My grandmother fell a lot. She could not balance herself very well, and so she would often stumble or slip. It made her feel really conscious—she had always been very particular about how people perceived her. Sometime in 2017, she slipped in the bathroom and injured her leg muscles. Things started deteriorating thereafter. She spent nearly all her time on her wheelchair—her former adversary had turned into a comforting friend. She started to lie down a lot. A physiotherapist often visited and helped her regain muscle strength. By the time my cousin got married in November 2017, my grandmother had started to become a shadow of her former self.

She began to get hospitalised frequently in the second half of 2018. We would often shuttled between Delhi and Sonipat, paying her visits and humouring her as she lay on her bed. She slept a lot, was often disoriented and started to seem really frail. During the festival of Raksha Bandhan in 2018, her brother came to visit her from their hometown Ladwa, another small city in Haryana. They celebrated in the hospital—grandma was weak, dazed, and possibly sedated. Her nephew burst out crying as soon as he saw her. While my mother held her hand and supported her as she leaned from her bed to tie the rakhi on her brother’s wrist, I took a picture.

My grandmother and I shared a relationship that had gradually grown and evolved over the course of twenty years. I wasn’t very close to her as a child—even though nobody said it out loud, it somehow always seemed like she preferred my brother and cousin more. However, as I grew older, she started to find a companion in me—we would always share the room when she came over, I would braid her hair, she would stitch clothes for my dolls, and I would humour her with my silly talks. I don’t think she ever yelled at me—I don’t have any memories of her snapping at me. This one time when I was fourteen or so, my cousin and I had a fight and he yelled so much that I felt quite shook and teary. I remember the warm, wordless, understanding embrace of my grandmother shortly after our fight—she said nothing, and yet she said a lot.

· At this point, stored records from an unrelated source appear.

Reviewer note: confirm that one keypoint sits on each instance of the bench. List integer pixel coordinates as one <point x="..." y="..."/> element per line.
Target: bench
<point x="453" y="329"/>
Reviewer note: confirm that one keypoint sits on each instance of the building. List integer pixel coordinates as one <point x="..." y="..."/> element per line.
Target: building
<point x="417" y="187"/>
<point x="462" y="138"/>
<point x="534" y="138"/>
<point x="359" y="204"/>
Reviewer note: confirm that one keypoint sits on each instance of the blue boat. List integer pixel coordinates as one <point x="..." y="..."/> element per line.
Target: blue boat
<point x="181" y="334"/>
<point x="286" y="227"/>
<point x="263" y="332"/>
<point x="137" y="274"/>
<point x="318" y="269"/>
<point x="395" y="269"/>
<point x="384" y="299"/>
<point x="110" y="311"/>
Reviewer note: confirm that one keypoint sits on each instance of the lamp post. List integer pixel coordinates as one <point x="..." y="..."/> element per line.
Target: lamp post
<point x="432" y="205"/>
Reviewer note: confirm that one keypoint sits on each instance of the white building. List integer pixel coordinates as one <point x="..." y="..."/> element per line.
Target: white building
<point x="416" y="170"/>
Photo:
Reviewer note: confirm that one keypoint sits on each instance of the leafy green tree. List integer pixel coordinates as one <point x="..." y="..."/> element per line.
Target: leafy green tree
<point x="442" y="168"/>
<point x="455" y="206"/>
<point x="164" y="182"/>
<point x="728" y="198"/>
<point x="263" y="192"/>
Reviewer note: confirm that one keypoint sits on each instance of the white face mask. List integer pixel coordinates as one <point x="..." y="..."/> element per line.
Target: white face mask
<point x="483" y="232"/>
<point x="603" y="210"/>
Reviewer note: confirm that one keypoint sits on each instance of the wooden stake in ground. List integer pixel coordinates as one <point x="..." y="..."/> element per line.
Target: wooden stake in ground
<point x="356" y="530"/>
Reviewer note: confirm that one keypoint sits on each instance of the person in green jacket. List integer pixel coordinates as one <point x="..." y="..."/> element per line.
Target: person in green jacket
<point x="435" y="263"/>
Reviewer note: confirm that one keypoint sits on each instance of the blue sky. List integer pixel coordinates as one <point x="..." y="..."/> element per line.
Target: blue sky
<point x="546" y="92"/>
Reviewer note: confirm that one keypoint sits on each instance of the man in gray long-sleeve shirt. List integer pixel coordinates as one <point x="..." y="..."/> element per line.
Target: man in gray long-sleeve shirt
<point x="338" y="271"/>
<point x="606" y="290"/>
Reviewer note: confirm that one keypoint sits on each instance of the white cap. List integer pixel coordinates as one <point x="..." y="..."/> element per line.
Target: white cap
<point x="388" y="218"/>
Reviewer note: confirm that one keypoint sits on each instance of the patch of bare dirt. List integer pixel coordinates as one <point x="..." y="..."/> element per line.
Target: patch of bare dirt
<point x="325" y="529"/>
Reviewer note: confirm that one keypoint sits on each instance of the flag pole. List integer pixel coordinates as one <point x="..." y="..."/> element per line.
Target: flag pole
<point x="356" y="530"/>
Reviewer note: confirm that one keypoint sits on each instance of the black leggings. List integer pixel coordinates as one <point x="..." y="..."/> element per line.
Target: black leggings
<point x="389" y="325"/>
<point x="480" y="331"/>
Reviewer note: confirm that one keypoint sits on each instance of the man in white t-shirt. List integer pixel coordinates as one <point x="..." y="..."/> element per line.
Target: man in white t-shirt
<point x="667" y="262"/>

During her last days, she often called for me. My aunt would call from the hospital, saying that grandma wanted to speak to me. Sometimes she confused the nurses for me and would call out my name. I remember holding her hand a lot during her those days. I tried to visit her as much as I could. One evening in September, my mother told me that she was visiting grandma, and so I decided to join in. We were sitting beside her in the hospital when she expressed her desire to go see the sky. After we moved her to the wheelchair, the nurses took her out for a stroll. By the time grandma returned, her bed had been redone with fresh sheets. She had only been gone for some ten minutes or less, but she was already exhausted by the time she came back. We moved her back to the bed, and her eyes were already closing. “I have bothered all of you enough, haven’t I?” she asked before she slipped into her sleep. “No grandma, of course not,” I told her. It was the last thing I ever heard her speak—she passed away the same night.

I don’t think anybody had been expecting her to recover or go back to her former self, but I don’t think anybody was expecting her to die either. She died in her sleep, surrounded by people she had loved and devoted her life to. She was the first person from my childhood to have died. When we went to Sonipat the next morning, I rushed to look for my grandfather. He sat in the middle of the living room, staring. As soon as he saw me, he burst out crying. We wept and held each other for a long time.